L’épopée de Matteo Ricci témoigne de l’apogée de cette hybridation des savoirs. Les jésuites se rendent indispensables à la cour chinoise par l’apport de leurs connaissances. Ils ne sont pas capables de convertir le peuple, ils entendent conquérir les élites. Ricci dresse une carte prodigieusement innovante pour l’époque, compilant les meilleures sources arabes, coréennes, chinoises et occidentales, et surtout plaçant la Chine au centre. Cette habileté suprême, mettant « la géographie au service du prosélytisme », pérennisera la collaboration entre jésuites et Chinois, qui aboutit à dresser le premier Atlas de Chine en 1717, la France ne détaillant son territoire de la même façon qu’en 1744. La géographie moderne se confirme comme fille métisse des progrès arabes, européens et asiatiques.
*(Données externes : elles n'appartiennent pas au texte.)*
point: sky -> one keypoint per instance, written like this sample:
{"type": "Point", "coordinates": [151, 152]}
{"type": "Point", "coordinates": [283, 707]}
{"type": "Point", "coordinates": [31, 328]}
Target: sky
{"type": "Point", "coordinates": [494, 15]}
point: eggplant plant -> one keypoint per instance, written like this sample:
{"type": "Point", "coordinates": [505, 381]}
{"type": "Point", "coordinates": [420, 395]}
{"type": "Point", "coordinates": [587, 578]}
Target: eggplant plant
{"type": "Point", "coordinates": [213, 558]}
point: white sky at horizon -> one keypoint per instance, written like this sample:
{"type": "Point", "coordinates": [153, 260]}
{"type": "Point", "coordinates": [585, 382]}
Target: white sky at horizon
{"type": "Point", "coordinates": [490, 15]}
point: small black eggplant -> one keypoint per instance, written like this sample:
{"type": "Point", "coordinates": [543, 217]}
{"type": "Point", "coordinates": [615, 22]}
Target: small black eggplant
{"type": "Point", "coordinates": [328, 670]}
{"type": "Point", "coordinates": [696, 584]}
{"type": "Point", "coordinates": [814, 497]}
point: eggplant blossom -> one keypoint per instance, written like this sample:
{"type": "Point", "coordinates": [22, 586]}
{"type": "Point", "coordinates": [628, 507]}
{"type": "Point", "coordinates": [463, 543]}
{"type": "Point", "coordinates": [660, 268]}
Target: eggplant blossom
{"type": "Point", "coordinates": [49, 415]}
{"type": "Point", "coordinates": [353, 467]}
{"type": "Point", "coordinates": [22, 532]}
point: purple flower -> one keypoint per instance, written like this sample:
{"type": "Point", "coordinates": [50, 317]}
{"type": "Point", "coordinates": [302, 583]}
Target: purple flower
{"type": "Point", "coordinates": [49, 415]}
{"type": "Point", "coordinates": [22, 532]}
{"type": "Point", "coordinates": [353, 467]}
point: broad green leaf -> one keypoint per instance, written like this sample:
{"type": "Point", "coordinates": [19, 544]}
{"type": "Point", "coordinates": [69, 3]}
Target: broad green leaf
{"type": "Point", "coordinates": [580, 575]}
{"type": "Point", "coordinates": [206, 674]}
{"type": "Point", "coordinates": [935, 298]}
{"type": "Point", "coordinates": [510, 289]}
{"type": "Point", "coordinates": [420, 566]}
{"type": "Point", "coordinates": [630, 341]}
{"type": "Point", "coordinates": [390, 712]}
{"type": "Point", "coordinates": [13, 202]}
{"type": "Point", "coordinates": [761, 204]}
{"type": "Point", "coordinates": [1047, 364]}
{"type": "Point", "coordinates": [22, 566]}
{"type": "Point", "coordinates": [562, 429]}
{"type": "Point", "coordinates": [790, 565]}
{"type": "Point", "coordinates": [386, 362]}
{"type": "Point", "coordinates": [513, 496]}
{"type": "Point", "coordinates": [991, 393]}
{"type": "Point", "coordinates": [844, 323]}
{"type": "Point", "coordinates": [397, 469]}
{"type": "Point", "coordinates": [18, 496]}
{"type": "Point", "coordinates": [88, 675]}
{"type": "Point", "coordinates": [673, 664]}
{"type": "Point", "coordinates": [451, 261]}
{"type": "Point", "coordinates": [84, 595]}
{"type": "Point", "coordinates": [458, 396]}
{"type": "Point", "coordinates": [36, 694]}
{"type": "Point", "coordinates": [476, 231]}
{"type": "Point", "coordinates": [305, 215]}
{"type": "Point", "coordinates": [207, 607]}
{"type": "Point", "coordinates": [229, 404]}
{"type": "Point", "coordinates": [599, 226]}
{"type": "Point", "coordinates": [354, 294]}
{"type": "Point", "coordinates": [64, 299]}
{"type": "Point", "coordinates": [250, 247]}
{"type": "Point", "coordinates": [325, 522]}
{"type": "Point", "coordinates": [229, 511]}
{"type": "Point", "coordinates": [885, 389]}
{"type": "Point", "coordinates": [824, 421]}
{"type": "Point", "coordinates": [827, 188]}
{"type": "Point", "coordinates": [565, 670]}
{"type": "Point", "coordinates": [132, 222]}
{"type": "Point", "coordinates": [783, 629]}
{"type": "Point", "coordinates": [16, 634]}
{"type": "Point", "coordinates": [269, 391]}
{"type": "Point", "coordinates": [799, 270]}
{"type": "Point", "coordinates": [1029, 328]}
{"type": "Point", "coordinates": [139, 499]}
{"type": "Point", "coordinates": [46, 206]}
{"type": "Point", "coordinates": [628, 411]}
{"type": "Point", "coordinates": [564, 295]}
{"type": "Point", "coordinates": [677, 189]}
Ironie de l’histoire : c’est pourtant Ricci et ses collègues qui, jugeant dépassée l’astronomie sinisée, imposent à l’Empire du Milieu des conceptions alors en passe d’être abandonnées en Europe. La Chine renonce au système équatorial qu’elle maîtrisait depuis quatre millénaires au moment même où l’Europe s’en empare.

D’un livre stimulant, beaucoup trop dense pour être résumé en quelques feuillets, laissons la conclusion au prêtre et philosophe Raimon Panikkar (1918-2010), promoteur du dialogue interreligieux hindou-chrétien : « Il y a un Orient et un Occident en chacun de nous. C’est pour cela qu’il est possible de s’entendre. »

À propos de

PELLETIER Philippe [2011], L’Extrême-Orient. L’invention d’une histoire et d’une géographie, Paris, Gallimard, coll. « Folio/Histoire ».

Autre source

GRATALOUP Christian [2009], L’Invention des continents, Paris, Larousse.